In the end, I settled for the one by my step-mother for two reasons. Firstly, from the little that I know about the language, it sounded like the most accurate. Secondly, some other Kadazan friends gave something very close to her version.

When that translation was given to the marshal, it was accepted and we were duly given the precious stamp. But I am not fully satisfied; I have since been asking some other Kadazan friends for the most accurate translation, and believe it or not, nobody dared to claim to have given me the perfect translation so far!

I suppose it's OK to translate "wind" to "tongus". However, "wind" in this sentence is intended to mean "bayu" in Malay, which is slightly different from "angin". I am not very happy to equate "bayu" to "tongus", but I may be wrong.

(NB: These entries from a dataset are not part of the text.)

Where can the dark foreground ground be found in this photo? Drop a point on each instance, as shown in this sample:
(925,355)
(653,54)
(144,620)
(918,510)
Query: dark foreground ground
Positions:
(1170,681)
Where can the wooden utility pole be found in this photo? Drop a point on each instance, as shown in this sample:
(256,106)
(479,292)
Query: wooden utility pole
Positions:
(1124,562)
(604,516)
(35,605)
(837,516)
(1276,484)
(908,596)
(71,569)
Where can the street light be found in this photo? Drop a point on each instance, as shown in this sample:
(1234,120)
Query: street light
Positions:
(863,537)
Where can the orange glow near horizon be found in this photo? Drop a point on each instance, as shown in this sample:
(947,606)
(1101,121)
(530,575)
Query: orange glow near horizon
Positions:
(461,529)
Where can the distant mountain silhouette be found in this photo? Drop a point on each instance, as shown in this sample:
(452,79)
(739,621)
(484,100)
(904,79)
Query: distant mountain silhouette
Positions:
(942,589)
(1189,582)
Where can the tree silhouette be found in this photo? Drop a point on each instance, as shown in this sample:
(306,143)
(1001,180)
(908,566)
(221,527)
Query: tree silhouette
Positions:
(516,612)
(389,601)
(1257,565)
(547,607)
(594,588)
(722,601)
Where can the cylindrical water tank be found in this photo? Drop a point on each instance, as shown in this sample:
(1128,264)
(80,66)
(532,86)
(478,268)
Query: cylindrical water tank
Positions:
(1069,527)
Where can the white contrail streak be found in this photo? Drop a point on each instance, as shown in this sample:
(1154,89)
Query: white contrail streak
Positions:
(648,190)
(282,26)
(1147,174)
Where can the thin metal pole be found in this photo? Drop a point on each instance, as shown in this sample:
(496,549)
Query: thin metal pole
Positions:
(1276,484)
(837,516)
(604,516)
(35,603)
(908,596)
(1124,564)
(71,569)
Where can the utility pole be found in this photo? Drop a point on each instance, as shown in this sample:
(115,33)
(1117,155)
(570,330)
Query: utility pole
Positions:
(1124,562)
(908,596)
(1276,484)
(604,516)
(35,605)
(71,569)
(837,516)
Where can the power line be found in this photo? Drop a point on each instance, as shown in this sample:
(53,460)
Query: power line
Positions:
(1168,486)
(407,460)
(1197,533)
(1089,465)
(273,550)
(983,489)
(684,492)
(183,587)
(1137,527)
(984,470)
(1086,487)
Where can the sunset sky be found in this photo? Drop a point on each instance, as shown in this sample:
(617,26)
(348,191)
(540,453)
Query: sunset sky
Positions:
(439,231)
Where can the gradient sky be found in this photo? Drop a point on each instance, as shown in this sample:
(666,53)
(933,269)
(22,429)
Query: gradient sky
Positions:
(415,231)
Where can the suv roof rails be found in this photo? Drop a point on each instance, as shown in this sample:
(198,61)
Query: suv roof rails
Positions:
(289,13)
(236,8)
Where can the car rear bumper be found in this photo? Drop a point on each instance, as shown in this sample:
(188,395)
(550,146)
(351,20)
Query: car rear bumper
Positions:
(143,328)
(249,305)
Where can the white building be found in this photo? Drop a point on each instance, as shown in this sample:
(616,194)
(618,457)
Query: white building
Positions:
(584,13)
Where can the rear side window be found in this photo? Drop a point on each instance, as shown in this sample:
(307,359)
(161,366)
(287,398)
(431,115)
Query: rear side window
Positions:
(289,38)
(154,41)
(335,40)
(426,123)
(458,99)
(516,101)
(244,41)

One of these days I am bound to bump into a tourist in the street who may want to ask for the same translation.

And so I'm asking any of you Kadazan readers out there who might be able to help us all with the translation. Once again, the sentence:

I love Sabah, land below the wind.


Jimmy Lee said...

lol....guess wat i got in forum replies somewhere....i asked for kadazan translation i got a dusun one instead

Oupus oku sabah, pogun id soriba do tongus

I guess they also using tongus as the traslation for "bayu"...but i think the "land" is referring to "negeri" instead of "tanah" also.....we all know Sabah as Negeri di bawah Bayu.

Cornelius said...

Yes, Slasher, that sounds more like Dusun. But on the other hand, the Dusun dialect is very close to the Kadazan. Most people who speak Kadazan would be able to understand Dusun and vice versa.

I have since received another version of the translation by one of my Kadazan readers:

Oupus zou Sabah, pogun id siibo do tongus

This latest version looks very sound to me. Let's see if anyone else can come up with something even better!

Anonymous said...

This happens because the question setter does not know the answer himself.

Cornelius said...

lateral line,

How true! But on the other hand, I think that Kadazan thing was not really intended to be the decisive anyway. It was merely an excuse to bring the participants to the Gaya Street. A couple other stamps brought the participants elsewhere without the need to do anything other than to actually reach those places.

I found it somewhat devilish of the setter to arrange the sequence of the places to go to, i.e. the Mari-Mari waterfall was mentioned last on the list, when it was obvious that it was most efficient to go to Mari-Mari first before all the others! And amazingly, some regular hunters fell for that trick!